# How much food per mouse?



## -libby- (Feb 5, 2011)

ok so at the moment my mice are only 4 weeks old but for an adult mouse how much food should be fed per day... do you leave a large amount of food in for a couple of days or feed very little bits per day... if so how much?


----------



## Stina (Sep 24, 2010)

There is no easy way to say "this much per mouse"....mice's metabolism varies from individual to individual and even with the weather and season. It will also vary depending on what the food is that they are being fed. Mice should always have food available...and the only way to really decide about how much add is to watch what they eat and vary it as needed to make sure they always have food available, but not necessarily in excess to where it becomes soiled before they can eat it.


----------



## moustress (Sep 25, 2009)

I feed largely whole grain with a small amount of other stuff and they get about 1 tablespoon of the grain, a liitle less on nights that they each get one small lump of kibble.
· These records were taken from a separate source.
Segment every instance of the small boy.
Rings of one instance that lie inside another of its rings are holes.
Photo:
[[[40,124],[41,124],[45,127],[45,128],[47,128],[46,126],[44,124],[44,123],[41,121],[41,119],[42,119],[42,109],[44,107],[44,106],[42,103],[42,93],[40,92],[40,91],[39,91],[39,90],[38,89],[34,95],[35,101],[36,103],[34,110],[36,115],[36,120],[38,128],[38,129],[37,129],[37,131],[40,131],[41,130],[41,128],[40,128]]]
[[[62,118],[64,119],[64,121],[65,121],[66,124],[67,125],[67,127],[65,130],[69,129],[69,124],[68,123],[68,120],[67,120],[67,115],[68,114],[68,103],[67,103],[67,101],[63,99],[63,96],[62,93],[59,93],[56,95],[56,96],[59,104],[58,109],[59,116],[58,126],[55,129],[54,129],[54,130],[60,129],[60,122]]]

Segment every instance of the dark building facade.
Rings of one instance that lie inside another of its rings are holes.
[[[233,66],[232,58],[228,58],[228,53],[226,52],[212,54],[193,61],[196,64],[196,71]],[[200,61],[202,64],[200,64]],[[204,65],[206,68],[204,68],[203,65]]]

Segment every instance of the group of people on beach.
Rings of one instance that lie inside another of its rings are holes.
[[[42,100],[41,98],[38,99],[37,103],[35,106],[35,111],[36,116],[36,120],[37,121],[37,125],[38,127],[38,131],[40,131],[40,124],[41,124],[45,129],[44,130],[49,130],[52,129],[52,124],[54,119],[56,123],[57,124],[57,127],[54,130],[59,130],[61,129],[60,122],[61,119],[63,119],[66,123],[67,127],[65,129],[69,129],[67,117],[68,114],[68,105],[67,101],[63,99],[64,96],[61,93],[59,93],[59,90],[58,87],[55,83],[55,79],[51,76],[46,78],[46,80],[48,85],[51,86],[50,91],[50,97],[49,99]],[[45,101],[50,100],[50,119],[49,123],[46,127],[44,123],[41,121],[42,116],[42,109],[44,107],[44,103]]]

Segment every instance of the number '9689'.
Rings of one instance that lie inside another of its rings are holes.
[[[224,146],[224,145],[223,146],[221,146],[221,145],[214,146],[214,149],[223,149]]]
They also get bread crumbs, dried fruit, something different every night. Food gets stale, so if you pt in a lot at once, the meeces may not eat it. Mine aways eat treats and kibble first, then nibble on and off on the grains. when I come in at might to feed them, the ones that have to wait (I have a large mousery) will start munching the leftovers from the precious night. They have tiny stomachs and high metabolisms, so that works out well for them, having something to munch almost at all times. The hard red wheat is probably very good for wearing down their incisors so they don'[t overgrow.


----------